Posted: Sun Aug 28, 2016 8:03 pm
We can't save any units on the outside of the grid. So, we better fill them with triangles. The problem reduces to a 98*98 grid for which we could ignore the outside edges. We notice that out of any 2*1 grid, we must have one unit with a triangle. So there are at least 98*98/2=4802 units filled with triangles. We have 4802 free units left! Let us save them . We now show a construction that saves 4802 units.

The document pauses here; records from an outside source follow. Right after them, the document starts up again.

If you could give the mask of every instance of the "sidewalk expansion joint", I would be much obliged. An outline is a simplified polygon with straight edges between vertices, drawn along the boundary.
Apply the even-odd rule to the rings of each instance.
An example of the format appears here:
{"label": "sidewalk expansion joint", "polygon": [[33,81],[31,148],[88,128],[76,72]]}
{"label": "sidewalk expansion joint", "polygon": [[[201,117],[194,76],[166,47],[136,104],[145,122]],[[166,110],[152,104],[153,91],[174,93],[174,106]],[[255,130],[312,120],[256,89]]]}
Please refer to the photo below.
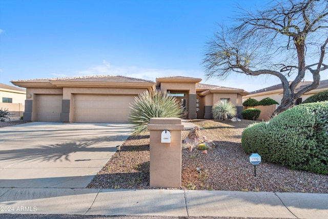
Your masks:
{"label": "sidewalk expansion joint", "polygon": [[275,193],[275,195],[276,195],[277,197],[278,197],[278,198],[279,198],[279,200],[280,200],[280,202],[281,202],[281,203],[282,203],[282,204],[283,205],[283,206],[285,207],[285,208],[286,208],[286,209],[287,209],[287,210],[288,210],[288,211],[289,211],[290,212],[291,212],[291,213],[292,214],[293,214],[294,216],[295,216],[295,217],[296,217],[297,218],[299,218],[299,217],[298,217],[297,216],[296,216],[294,213],[293,213],[293,212],[292,212],[292,211],[291,211],[290,210],[289,208],[288,208],[288,207],[286,206],[286,205],[285,205],[285,204],[283,203],[283,202],[282,202],[282,200],[281,200],[281,198],[280,198],[280,197],[279,196],[279,195],[278,195],[277,194],[277,193],[276,192],[274,193]]}
{"label": "sidewalk expansion joint", "polygon": [[[6,188],[6,187],[2,187],[2,188]],[[0,195],[0,197],[2,197],[5,194],[6,194],[6,193],[8,192],[9,191],[11,190],[14,188],[14,187],[10,187],[10,189],[8,189],[7,191],[6,191],[6,192],[5,192],[4,194],[3,194],[1,195]]]}
{"label": "sidewalk expansion joint", "polygon": [[189,216],[189,212],[188,212],[188,206],[187,204],[187,194],[186,190],[183,189],[183,197],[184,198],[184,204],[186,205],[186,211],[187,211],[187,216]]}
{"label": "sidewalk expansion joint", "polygon": [[97,198],[97,197],[98,196],[98,194],[99,194],[99,193],[100,192],[100,191],[101,191],[101,189],[99,189],[98,190],[98,192],[97,192],[97,194],[96,195],[96,196],[95,196],[94,198],[93,199],[93,201],[92,201],[92,203],[91,203],[91,204],[90,205],[90,207],[89,207],[89,208],[88,209],[88,210],[87,210],[86,211],[86,212],[84,212],[84,213],[83,213],[83,215],[86,215],[86,214],[87,213],[88,213],[88,212],[89,211],[89,210],[90,210],[90,209],[91,209],[91,207],[92,207],[92,206],[93,205],[93,204],[94,203],[95,201],[96,201],[96,198]]}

CHESSBOARD the 98*98.

### Re: IMO Marathon

Posted: Sun Aug 28, 2016 8:47 pm
$\boxed{\text{Problem 48}}$ Prove that, for any positive integer set $\{a_1,a_2,...,a_n\}$ there exists a positive integer $b$ such that the set $\{ba_1,ba_2,...,ba_n\}$ consists of perfect powers.
Source -Number Theory Structures examples and problems.

### Re: IMO Marathon

Posted: Tue Aug 30, 2016 8:03 pm
Solution $\boxed{48}$
Problem $\boxed{49}$

Is it possible to write $\dbinom n 2$ consecutive natural numbers on the edges of $K_n$ such that for every path or cycle of length $3$, if the numbers written on the $3$ edges are $a,b,c$ then $\gcd(a,c)\mid b$ is satisfied? In case of a path, the edge $b$ lies between the edges $a$ and $c$.

Source: some Iran TST.

### Re: IMO Marathon

Posted: Sat Sep 03, 2016 12:54 pm
Nirjhor wrote: Problem $\boxed{49}$

Is it possible to write $\dbinom n 2$ consecutive natural numbers on the edges of $K_n$ such that for every path or cycle of length $3$, if the numbers written on the $3$ edges are $a,b,c$ then $\gcd(a,c)\mid b$ is satisfied? In case of a path, the edge $b$ lies between the edges $a$ and $c$.

Source: some Iran TST.
I split the problem into $2$ cases.
Case $1$: $\dfrac{n(n-1)}{2}$ is even
Consider the two edges which have $\dfrac{n(n-1)}{2}$ and $\dfrac{n(n-1)}{4}$ written on them. Take another edge which connects both of them. Easy to see that such an edge always exist. Now the number written on that edge must be divisible by $gcd(\dfrac{n(n-1)}{2},\dfrac{n(n-1)}{4})=\dfrac{n(n-1)}{4}$. But $\dfrac{n(n-1)}{4}$ and $\dfrac{n(n-1)}{2}$ are the only numbers which are less or equal to $\dfrac{n(n-1)}{2}$ and divisible by $\dfrac{n(n-1)}{4}$ unless $\dfrac{n(n-1)}{4}=1$. This gives us no solution.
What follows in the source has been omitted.